2. Un électrochoc salutaire pour l'Europe? "Autant on sous-estime ce que pourrait faire la France en Europe avec une vision, avec du cœur et du réalisme, autant on surestime la France en croyant qu'elle peut exiger ce qu'elle veut des autres. La victoire du 'non' à la Constitution n'ouvrirait pas une crise salutaire. Si les socialistes (français) optaient pour le 'non', ce serait un terrible saut dans l'inconnu pour leur parti, et aussi pour la France si les Français les suivaient, ce que je ne crois pas. Je suis pour que la France approuve le traité constitutionnel, pour qu'elle propose des coopérations renforcées et pour qu'elle se batte afin que l'UEM soit rééquilibrée. Ce traité est aussi révisable que le traité de Maastricht ou celui de Nice. Mais nous ne pourrons convaincre les autres de prendre parti pour des progrès futurs que si nous sommes dedans."

3. Différenciations, mais sans cassure. "Depuis qu'elle s'est élargie, l'Europe n'a avancé que par la différenciation: des délais de transition de sept à dix ans, voire des exonérations, ont été accordés. L'UEM n'aurait pas vu le jour s'il avait fallu attendre les 15 pays membres. C'est dans cet esprit qu'ont été conçues les coopérations renforcées. Mais une différenciation brutale née d'une crise n'est envisagée que par une partie des hommes politiques français, par personne d'autre ailleurs. Aucun pays n'a de goût pour cela."

4. L'UE est-elle trop libérale? "C'est une question de majorités, ce n'est pas lié au traité. L'Europe est actuellement marquée par une pensée dominante de tendance libérale, que je conteste sur de nombreux points. Ce n'est pas parce que votre équipe est en mauvaise posture que vous allez demander de changer les règles du jeu. C'est en se battant politiquement à l'intérieur de ces règles, au niveau des gouvernements, du Parlement européen, des acteurs sociaux, que la tendance actuelle peut être infléchie."

5. L'Union économique et monétaire est-elle déséquilibrée? "Je n'ai cessé de plaider, lors de la mise en place de l'UEM, pour un équilibre entre l'économique et le monétaire. Mais il n'y a pas eu le Pacte de coordination des politiques économiques, que j'avais proposé en 1997 pour équilibrer le Pacte de stabilité. Le déséquilibre subsiste."

6. L'Europe sociale est-elle inexistante? " J'ai lancé un dialogue régulier entre syndicats, patronat et institutions européennes. Trois conventions collectives ont été signées. On aurait pu continuer. La possibilité existe de légiférer sur les conditions d'hygiène, de santé et de sécurité sur les lieux de travail. La politique de cohésion économique et sociale existe: les aides aux régions ont vu leur montant multiplié par sept. Sur ces terrains, l'Europe peut apporter une valeur ajoutée: le traité constitutionnel ouvre toutes les possibilités. En revanche, la politique de solidarité et de sécurité sociale, l'éducation et la politique culturelle doivent continuer de relever des responsabilités nationales. Ce que les Etats doivent faire pour eux-mêmes, pour s'adapter à la nouvelle donne économique et technologique, l'Europe ne le fera pas pour eux (…). Il y a des pays où la social-démocratie a réussi à réduire le chômage, à réformer sans grabuge les systèmes de sécurité sociale pour tenir compte de la démographie. Donc, c'est possible."

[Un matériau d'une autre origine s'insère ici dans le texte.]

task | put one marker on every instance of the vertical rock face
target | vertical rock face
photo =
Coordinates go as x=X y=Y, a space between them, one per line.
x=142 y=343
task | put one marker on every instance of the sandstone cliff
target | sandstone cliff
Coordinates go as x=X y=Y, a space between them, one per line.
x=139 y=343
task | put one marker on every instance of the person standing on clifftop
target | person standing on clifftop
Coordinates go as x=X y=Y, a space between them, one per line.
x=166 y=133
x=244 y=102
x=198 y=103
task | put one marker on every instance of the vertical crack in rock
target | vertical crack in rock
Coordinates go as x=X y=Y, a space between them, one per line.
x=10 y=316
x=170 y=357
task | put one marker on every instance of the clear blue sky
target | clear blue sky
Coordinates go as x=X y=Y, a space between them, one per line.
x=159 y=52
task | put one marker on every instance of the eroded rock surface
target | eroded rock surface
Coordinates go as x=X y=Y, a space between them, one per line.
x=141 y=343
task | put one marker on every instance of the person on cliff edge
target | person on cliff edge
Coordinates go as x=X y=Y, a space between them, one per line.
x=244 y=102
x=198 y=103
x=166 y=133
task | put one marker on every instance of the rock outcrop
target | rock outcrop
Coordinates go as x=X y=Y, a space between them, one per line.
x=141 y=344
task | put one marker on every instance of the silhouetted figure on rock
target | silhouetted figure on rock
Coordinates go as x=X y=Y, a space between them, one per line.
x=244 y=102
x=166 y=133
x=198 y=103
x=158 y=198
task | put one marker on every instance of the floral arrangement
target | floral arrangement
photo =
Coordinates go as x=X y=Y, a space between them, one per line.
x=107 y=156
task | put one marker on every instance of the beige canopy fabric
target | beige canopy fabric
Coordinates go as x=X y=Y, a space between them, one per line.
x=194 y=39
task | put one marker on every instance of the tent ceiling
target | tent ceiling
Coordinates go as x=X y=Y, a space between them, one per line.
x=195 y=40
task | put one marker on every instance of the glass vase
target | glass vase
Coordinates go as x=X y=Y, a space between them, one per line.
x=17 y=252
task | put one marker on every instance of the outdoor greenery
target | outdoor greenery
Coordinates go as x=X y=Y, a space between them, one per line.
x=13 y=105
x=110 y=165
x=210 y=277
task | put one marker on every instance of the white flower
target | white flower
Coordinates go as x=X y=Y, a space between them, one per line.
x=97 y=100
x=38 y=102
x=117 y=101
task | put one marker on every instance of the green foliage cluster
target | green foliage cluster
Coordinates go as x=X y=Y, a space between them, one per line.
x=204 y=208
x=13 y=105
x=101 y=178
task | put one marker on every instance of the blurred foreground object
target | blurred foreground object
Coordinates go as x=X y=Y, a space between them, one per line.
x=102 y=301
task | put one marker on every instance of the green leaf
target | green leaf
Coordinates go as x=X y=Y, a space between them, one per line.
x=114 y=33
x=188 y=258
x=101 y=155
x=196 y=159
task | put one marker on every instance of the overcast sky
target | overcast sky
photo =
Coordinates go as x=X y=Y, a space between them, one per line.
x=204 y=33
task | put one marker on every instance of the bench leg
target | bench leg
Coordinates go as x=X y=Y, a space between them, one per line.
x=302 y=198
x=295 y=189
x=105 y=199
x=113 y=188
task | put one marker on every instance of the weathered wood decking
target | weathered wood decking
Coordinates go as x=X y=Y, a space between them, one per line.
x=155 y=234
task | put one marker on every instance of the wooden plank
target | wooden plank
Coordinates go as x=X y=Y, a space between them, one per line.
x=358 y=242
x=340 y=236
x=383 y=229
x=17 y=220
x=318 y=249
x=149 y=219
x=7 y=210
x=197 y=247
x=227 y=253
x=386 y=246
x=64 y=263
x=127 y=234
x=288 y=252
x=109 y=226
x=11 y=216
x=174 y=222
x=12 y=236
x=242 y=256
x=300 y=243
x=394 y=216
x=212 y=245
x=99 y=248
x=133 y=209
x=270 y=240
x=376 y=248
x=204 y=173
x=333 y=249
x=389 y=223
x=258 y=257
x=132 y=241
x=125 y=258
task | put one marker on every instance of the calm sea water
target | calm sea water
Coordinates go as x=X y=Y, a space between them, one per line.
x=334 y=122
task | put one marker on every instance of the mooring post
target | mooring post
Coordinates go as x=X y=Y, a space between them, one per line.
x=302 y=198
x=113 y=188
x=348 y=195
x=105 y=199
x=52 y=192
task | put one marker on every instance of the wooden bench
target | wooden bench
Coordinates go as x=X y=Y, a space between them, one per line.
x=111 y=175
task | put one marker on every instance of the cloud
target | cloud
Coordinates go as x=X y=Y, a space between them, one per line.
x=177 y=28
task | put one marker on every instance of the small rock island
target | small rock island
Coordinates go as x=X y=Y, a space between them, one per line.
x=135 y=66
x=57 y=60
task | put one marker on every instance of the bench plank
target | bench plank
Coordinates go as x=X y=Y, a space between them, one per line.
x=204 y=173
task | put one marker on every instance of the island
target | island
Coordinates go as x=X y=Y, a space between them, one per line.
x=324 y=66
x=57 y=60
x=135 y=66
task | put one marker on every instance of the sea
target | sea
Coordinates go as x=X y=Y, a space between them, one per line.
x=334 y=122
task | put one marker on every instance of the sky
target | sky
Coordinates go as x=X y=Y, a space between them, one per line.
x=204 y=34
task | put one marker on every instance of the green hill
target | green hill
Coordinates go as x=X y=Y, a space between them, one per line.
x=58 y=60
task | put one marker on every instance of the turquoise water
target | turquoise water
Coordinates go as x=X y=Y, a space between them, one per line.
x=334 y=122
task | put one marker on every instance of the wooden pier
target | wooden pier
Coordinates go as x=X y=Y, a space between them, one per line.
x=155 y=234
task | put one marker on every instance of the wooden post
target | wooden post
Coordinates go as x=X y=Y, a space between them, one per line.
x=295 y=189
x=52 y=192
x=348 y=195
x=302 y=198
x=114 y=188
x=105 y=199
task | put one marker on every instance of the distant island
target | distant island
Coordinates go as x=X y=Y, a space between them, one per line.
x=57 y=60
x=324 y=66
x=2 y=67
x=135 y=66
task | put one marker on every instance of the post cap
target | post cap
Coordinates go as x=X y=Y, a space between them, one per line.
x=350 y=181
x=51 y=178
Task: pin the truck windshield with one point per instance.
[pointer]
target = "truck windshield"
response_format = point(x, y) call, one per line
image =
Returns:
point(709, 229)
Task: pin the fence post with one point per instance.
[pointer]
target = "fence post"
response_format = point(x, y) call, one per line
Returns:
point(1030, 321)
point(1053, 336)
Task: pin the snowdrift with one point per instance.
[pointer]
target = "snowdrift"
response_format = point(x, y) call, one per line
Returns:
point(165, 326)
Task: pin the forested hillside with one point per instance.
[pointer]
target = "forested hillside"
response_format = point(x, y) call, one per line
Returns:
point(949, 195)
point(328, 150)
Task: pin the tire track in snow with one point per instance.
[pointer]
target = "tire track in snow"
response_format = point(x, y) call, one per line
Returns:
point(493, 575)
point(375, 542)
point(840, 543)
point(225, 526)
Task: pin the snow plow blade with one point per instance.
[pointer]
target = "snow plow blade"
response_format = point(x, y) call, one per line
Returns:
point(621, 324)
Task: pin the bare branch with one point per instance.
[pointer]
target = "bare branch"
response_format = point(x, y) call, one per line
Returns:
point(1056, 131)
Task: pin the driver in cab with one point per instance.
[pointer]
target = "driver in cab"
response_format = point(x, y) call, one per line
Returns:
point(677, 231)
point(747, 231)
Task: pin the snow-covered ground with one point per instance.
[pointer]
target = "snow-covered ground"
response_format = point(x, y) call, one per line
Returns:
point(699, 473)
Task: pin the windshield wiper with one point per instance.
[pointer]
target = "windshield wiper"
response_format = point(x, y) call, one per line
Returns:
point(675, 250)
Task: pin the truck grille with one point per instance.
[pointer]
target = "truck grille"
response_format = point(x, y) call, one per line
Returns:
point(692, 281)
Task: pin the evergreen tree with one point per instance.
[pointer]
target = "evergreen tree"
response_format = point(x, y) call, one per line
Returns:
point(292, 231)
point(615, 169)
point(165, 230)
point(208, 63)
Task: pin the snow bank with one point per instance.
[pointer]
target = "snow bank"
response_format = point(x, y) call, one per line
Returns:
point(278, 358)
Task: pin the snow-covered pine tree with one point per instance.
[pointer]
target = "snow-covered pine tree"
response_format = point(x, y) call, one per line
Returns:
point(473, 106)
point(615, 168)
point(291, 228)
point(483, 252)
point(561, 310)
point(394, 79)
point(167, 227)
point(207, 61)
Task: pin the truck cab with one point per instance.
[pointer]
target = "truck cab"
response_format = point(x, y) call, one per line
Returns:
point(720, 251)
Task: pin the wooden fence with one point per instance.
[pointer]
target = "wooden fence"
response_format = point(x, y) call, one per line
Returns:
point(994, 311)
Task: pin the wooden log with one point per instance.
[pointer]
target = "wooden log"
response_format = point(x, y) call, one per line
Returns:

7. Délocalisations et dumping fiscal. "Le problème des délocalisations se poserait avec ou sans l'Europe. Et puis, on ne peut pas faire des discours le dimanche contre les inégalités dans le monde et refuser le moyen pour les pays pauvres d'accéder à un minimum de développement et de bien-être. Il y a des leaders européens qui considèrent comme souhaitables non seulement la compétition entre acteurs économiques mais aussi entre les nations. Cette thèse, il faut la combattre, c'est elle qui menace l'Europe. Mais est-ce que nous la combattrions en disant non à la Constitution? Ceci reviendrait à déserter le champ de bataille, et nous priver de notre voix et de nos arguments. C'est la première fois qu'on a un projet politique d'ensemble." (F.R.)